Two startups, Magic AI Inc. and Codeium, raised funding to support their development efforts. The companies using AI to make developers productive have closed nine-figure fundraising rounds.

Magic revealed that a group of well-known investors had contributed USD 320 million to the company. Codeium and Exafunction Inc. declared that they had closed a USD 150 million funding round valued at USD 1.25 billion. Both businesses are automating repetitive jobs for developers with AI, but they are doing it in different ways.

Based in San Francisco, Magic creates foundation models with programming goals in mind. In conjunction with the fundraising announcement, the business unveiled LTM-2-mini, a brand-new AI created internally. As for prompts, Magic claims to handle up to 100 million tokens, or roughly ten million lines of code.

For many programming automation use cases, the capacity to absorb vast volumes of code is helpful.
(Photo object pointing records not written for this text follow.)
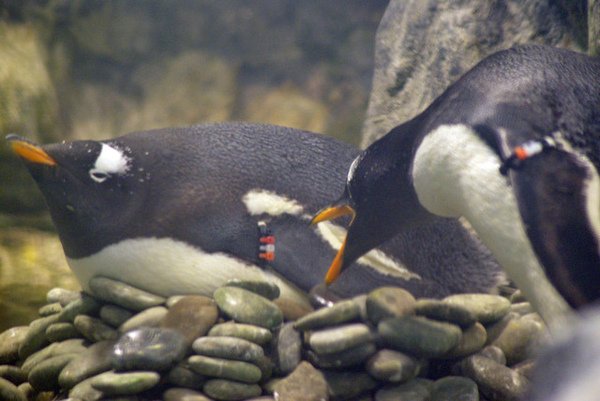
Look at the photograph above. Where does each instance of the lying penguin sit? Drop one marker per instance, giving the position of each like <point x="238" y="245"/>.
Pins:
<point x="514" y="147"/>
<point x="183" y="210"/>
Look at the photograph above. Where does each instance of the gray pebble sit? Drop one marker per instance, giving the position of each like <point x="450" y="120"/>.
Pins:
<point x="414" y="390"/>
<point x="192" y="316"/>
<point x="114" y="315"/>
<point x="304" y="383"/>
<point x="86" y="305"/>
<point x="85" y="392"/>
<point x="387" y="302"/>
<point x="44" y="376"/>
<point x="123" y="294"/>
<point x="341" y="312"/>
<point x="256" y="334"/>
<point x="228" y="348"/>
<point x="72" y="346"/>
<point x="50" y="309"/>
<point x="94" y="329"/>
<point x="149" y="348"/>
<point x="150" y="317"/>
<point x="263" y="288"/>
<point x="35" y="338"/>
<point x="348" y="385"/>
<point x="339" y="338"/>
<point x="455" y="388"/>
<point x="228" y="390"/>
<point x="494" y="353"/>
<point x="129" y="383"/>
<point x="521" y="338"/>
<point x="61" y="331"/>
<point x="10" y="341"/>
<point x="393" y="366"/>
<point x="343" y="359"/>
<point x="445" y="311"/>
<point x="94" y="360"/>
<point x="62" y="296"/>
<point x="472" y="340"/>
<point x="183" y="376"/>
<point x="495" y="381"/>
<point x="487" y="308"/>
<point x="247" y="307"/>
<point x="10" y="392"/>
<point x="225" y="369"/>
<point x="183" y="394"/>
<point x="13" y="374"/>
<point x="287" y="348"/>
<point x="419" y="336"/>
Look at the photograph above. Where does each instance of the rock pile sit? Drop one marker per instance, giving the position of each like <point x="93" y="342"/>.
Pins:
<point x="124" y="343"/>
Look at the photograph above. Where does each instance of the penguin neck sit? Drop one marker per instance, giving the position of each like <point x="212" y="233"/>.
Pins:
<point x="455" y="174"/>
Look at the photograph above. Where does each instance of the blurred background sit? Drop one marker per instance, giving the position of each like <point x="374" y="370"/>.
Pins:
<point x="74" y="69"/>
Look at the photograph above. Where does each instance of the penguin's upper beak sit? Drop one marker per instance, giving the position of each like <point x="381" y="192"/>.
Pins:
<point x="29" y="151"/>
<point x="338" y="209"/>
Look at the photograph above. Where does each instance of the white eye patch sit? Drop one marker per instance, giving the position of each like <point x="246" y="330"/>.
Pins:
<point x="110" y="161"/>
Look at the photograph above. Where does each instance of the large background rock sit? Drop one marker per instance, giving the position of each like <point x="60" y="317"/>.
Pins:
<point x="423" y="46"/>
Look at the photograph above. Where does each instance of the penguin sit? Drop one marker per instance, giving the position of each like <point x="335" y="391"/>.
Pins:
<point x="512" y="148"/>
<point x="183" y="210"/>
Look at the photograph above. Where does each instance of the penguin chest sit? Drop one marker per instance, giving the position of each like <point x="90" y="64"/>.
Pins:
<point x="169" y="267"/>
<point x="456" y="174"/>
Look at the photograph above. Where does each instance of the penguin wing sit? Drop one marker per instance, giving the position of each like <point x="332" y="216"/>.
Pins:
<point x="558" y="196"/>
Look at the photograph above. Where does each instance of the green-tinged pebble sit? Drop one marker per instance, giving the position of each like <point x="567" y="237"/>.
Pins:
<point x="50" y="309"/>
<point x="487" y="308"/>
<point x="61" y="331"/>
<point x="263" y="288"/>
<point x="94" y="360"/>
<point x="114" y="315"/>
<point x="44" y="376"/>
<point x="10" y="341"/>
<point x="419" y="336"/>
<point x="35" y="338"/>
<point x="445" y="311"/>
<point x="123" y="295"/>
<point x="94" y="329"/>
<point x="339" y="338"/>
<point x="256" y="334"/>
<point x="387" y="302"/>
<point x="341" y="312"/>
<point x="13" y="374"/>
<point x="247" y="307"/>
<point x="128" y="383"/>
<point x="150" y="317"/>
<point x="455" y="388"/>
<point x="393" y="366"/>
<point x="10" y="392"/>
<point x="228" y="390"/>
<point x="228" y="348"/>
<point x="225" y="369"/>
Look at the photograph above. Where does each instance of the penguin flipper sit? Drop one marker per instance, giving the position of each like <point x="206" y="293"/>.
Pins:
<point x="557" y="192"/>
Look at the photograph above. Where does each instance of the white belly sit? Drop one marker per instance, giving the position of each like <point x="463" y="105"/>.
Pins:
<point x="167" y="267"/>
<point x="460" y="177"/>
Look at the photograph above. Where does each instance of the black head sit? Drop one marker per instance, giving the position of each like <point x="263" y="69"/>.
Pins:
<point x="88" y="187"/>
<point x="378" y="195"/>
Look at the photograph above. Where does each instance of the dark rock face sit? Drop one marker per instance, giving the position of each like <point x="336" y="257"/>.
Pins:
<point x="424" y="46"/>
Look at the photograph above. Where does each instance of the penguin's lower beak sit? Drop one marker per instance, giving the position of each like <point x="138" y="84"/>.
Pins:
<point x="330" y="213"/>
<point x="29" y="151"/>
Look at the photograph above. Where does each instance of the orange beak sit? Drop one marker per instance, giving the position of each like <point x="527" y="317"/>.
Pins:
<point x="330" y="213"/>
<point x="30" y="152"/>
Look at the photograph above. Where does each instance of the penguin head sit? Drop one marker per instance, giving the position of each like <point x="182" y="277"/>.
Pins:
<point x="87" y="186"/>
<point x="379" y="203"/>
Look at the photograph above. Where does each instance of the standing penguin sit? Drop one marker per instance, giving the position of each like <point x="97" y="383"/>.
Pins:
<point x="183" y="210"/>
<point x="514" y="147"/>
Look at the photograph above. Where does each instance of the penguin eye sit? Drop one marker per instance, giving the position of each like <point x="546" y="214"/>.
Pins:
<point x="98" y="176"/>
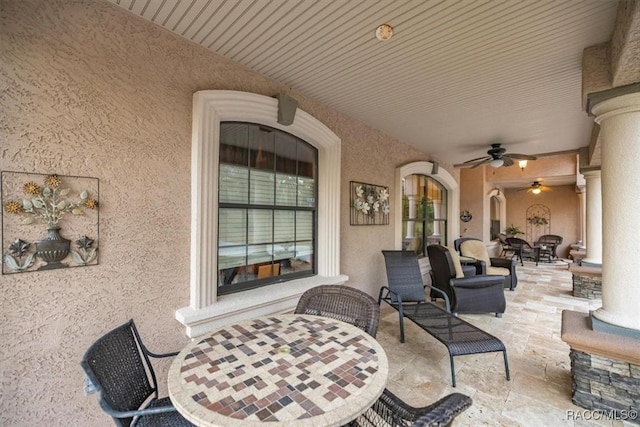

For example, an AI designed to identify software vulnerabilities must search through application files with thousands of lines of code to identify potentially dangerous problems. It might take a developer search tool searching across several documentation sources to locate the explanation a user has asked for.

Magic tested its LTM-2-mini model by giving it several coding tasks to accomplish. In one experiment, the AI created a tool to gauge the strength of user passwords. In an additional internal test, LTM-2-mini developed a virtual calculator.

Magic may be able to finance the creation of more AI models with the USD 320 million investment that it disclosed recently. Eric Schmidt, the former CEO of Google LLC, Atlassian Corp., Jane Street, and Sequoia were all involved in the transaction. Several of their previous backers joined them, including the growth fund of Alphabet Inc., the parent company of Google, CapitalG.

Magic disclosed the capital round in addition to a new technological alliance with the industry leader in search. Through the partnership, the startup will have access to two Google Cloud-hosted AI supercomputers.

The first system will be powered by Nvidia Corp.’s H100 graphics processing units, which businesses have called Magic-G4. The manufacturer’s newest Blackwell B200 chips, which number in the tens of thousands, will power Magic-G5, the other supercomputer. It is said that the latter CPU is several times faster than the H100 in performing inference.

Google revealed that the combined performance of the two supercomputers will reach up to 160 exaflops. A billion calculations are performed every second on one exaflop. In a benchmark test conducted in May, the U.S. Energy Department’s Aurora system—the fastest AI supercomputer in the world—achieved a performance of 10.6 exaflops.

The other business, Codeium, which also revealed a financing milestone, has given its programming assistance the capacity to handle massive volumes of code. According to the business, the program can consume the complete code repository of an application. The AI can utilize its understanding of the program’s other modules to provide a more thorough response when a developer asks a query regarding a particular program component.

The business offers its program as an add-on for well-known code editing programs. When the extension is activated, the installed editor’s interface gains a chatbot. Developers can use the chatbot to alter code to increase hardware efficiency, resolve problems, and explain how a particular code fragment operates.

Codeium offers numerous other AI features. One such, called Smart Paste, lets developers copy a line of code and translate it into a different language before pasting it elsewhere. Before the update is released to production, another feature called Forge may check changes made to a code file for mistakes.

The business declared that the USD 150 million General Catalyst-led Series C round has been closed. Greenoaks and Kleiner Perkins also contributed. With the capital, Codeium plans to expand its installed base—which currently numbers over 700,000 active users—and add new features.